Tuesday, December 11, 2007
Sherman Occupies Atlanta
Confederate General John B. Hood withdrew from Atlanta on September 1, 1864, leaving the beleaguered city to the Union forces under Major General William T. Sherman.
Hood regrouped his Army of Tennessee, now 35,000 strong, south of Atlanta. He skirted the city moving into position to the north with the intent of disrupting Sherman's lines of communications, particularly along the railroads out of Atlanta.
Sherman decided it was time to pursue Hood to stop the harassment. Leaving only a token force in Atlanta and dispatching Major General George H. Thomas with a division to defend the strategically important Tennessee city of Nashville.
Sherman and Hood clashed on October 15th at Snake Creek Gap but Hood withdrew farther west to Gadsden, Alabama. Sherman surmised that Hood was trying to pull him further and further away from Atlanta, so he broke off the pursuit and returned to Atlanta to plan his campaign - the "March to the Sea" through Georgia. Sherman left Thomas to hold Hood to his rear.
When General John B. Hood became aware that Sherman had split his forces and returned to Atlanta, he revised his plans. As ambitious as it was, he intended to march on Nashville. Unfortunately for Hood, he delayed the crossing of the Tennessee River until November 21st. By that time, Sherman had decided that Thomas needed to be reinforced and he dispatched Major General David S. Stanley's IV Corps from the Army of the Cumberland, Major General John M. Schoefield's XXIII Corps from the Army of Ohio and three divisions of XVI Corps of the Army of Tennessee, a total of 60,000 men.
Gen Schoefield feared that he would be isolated from Nashville if Hood moved to cut him off, so he evaded Hood and reached the comparative safety of Franklin;s fortifications. by dawn on November 30th.
Hood with s force of 40,000 reached Franklin by mid-day of the 30th. The Union force numbered only 26,000 but they had established a strong defensive position behind fortifications. Hood positioned his force of 18 brigades of infantry in a line of battle across two miles of open field, for a frontal assault of the Union fortifications. It was a tragic repetition of the fatal charge at Gettysburg but on an even larger scale.
"For the moment," a Federal officer wrote, " We were spellbound with admiration, although...we knew that in a few brief moments, as soon as they came within firing range, all that orderly grandeur would be changed to bleeding, writhing confusion..."
Five Confederate generals were killed. Six others wounded, one mortally, and another captured. Altogether the Confederates suffered 7,000 casualties among their ranks. The Union army only 2,300 casualties. While the wounded and dying Rebels lay on the battle field, moaning in agony, the Union force slipped out under the cover of night and withdrew to Nashville.

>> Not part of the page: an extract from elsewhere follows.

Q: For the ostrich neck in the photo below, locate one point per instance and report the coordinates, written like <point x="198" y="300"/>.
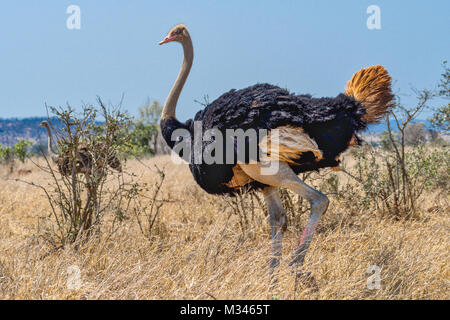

General Hood stubbornly continued toward Nashville in pursuit and put up breastworks fronting the entrenched Federal lines. Snow, freezing rain and sleet paralyzed everything for awhile. But when the weather cleared and the thaw came, the Federal force emerged and in 2 days of fighting, sent Hood reeling. The Army of Tennessee had become a disheartened and disorganized rabble of half armed and barefoot men. The survivors made their way south to Mississippi.